Crossplane vs Flatplane
Flatplane crank vs Crossplane crank
As the era of combustion engines comes to a close, and with more and more manufacturers shunning combustion engines like a Heavy Metaller shuns baths, the sound of V8s will be replaced with the sound of, well, a library. A slight hum, akin to that of a printer or computer in an exceptionally quiet building is all that we’ll have left. Unless you pay more for Porsche’s spaceship sounds. But in the meantime, let’s make hay. So in honour of this sentiment, I’ve decided to divulge some arcane combustion engine knowledge to whoever can be bothered to read this. (Thanks for being here, by the way).
Before we get ahead of ourselves, though, and get to the meat and bones of the article, we should acknowledge the vegetables: we should try and wrap our heads around what a crankshaft is, and what it does for a living. Basically, it‘s a metal rod with lumps sticking out of it at strange, seemingly random angles (see picture below). It’s natural habitat (if you didn’t read that in Sir Attenborough’s voice, then shame on you), is towards the bottom of the engine, connected to the pistons, which have a hole in the bottom of the bit that goes into the cylinder head. As we all know, pistons go up and down. Because of people with big foreheads, the crankshaft converts reciprocal (up and down), motion into rotational motion, which is what the wheels need to go round.
A flat plane crank.
Now for the real meat ‘n‘ bones of the article. Cross-plane crankshafts have a 90 degree rotation between crank ‘throws‘. In layman’s terms, every time the crankshaft rotates by 90 degrees, one of the cylinders fires.
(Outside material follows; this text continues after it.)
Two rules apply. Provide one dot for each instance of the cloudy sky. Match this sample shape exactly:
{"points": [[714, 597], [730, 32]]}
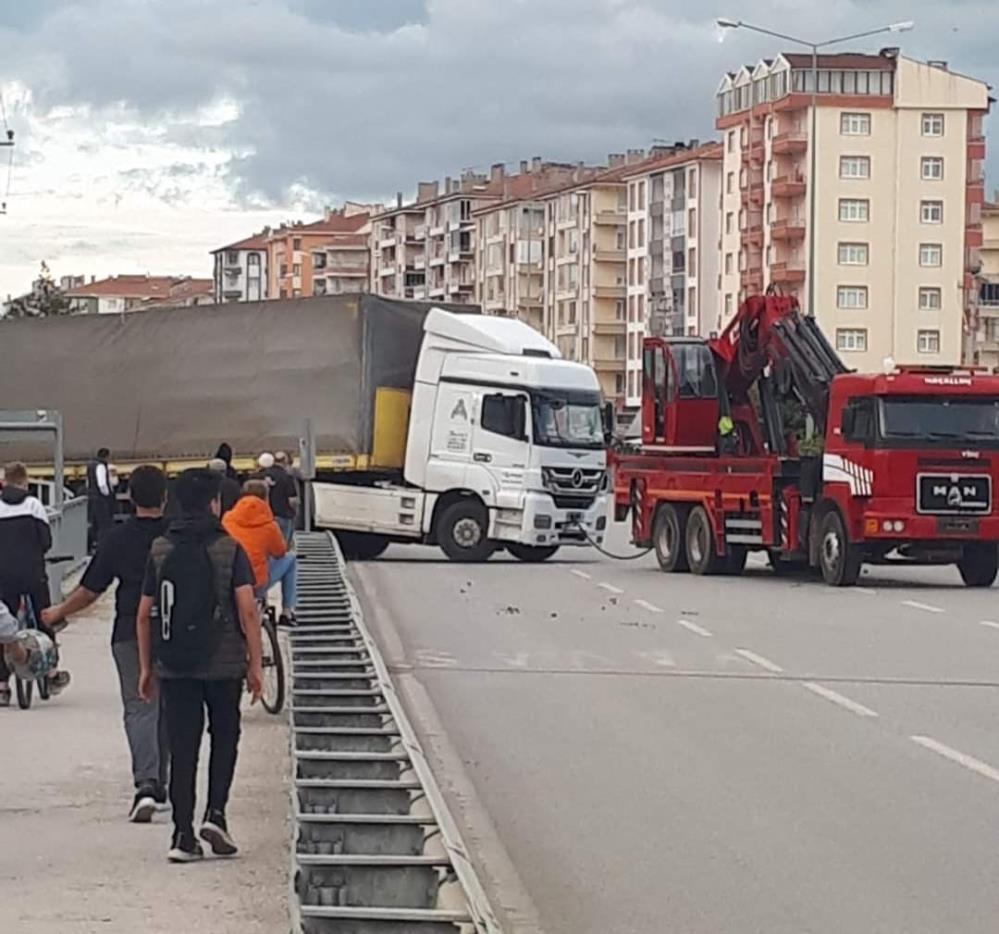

In comparison, a flat plane crankshaft has to go 180 degrees before one of the pistons can be bothered to do anything. This difference means that engines with a cross-plane crank need counterweights to make it run more smoothly, which in turn (pun intended), means that cross-plane cranks aren’t as high revving, literally because they’re heavier to turn. American V8s tend to be cross-plane cranks, which deliver the lazy power typical of muscle cars, whereas European V8s often have flat-plane cranks, which gives you the shriek associated with Ferrari V8s and suchlike. There are exceptions to both, though. For example, the Ford Mustang GT350 has a flat-plane V8, and the Lancia Thema had a Ferrari-derived cross-plane crank V8. In terms of which is better though, there’s no real answer to that. Both have their good points, as well as their weaknesses, so it’s as much down to personal preference as anything else.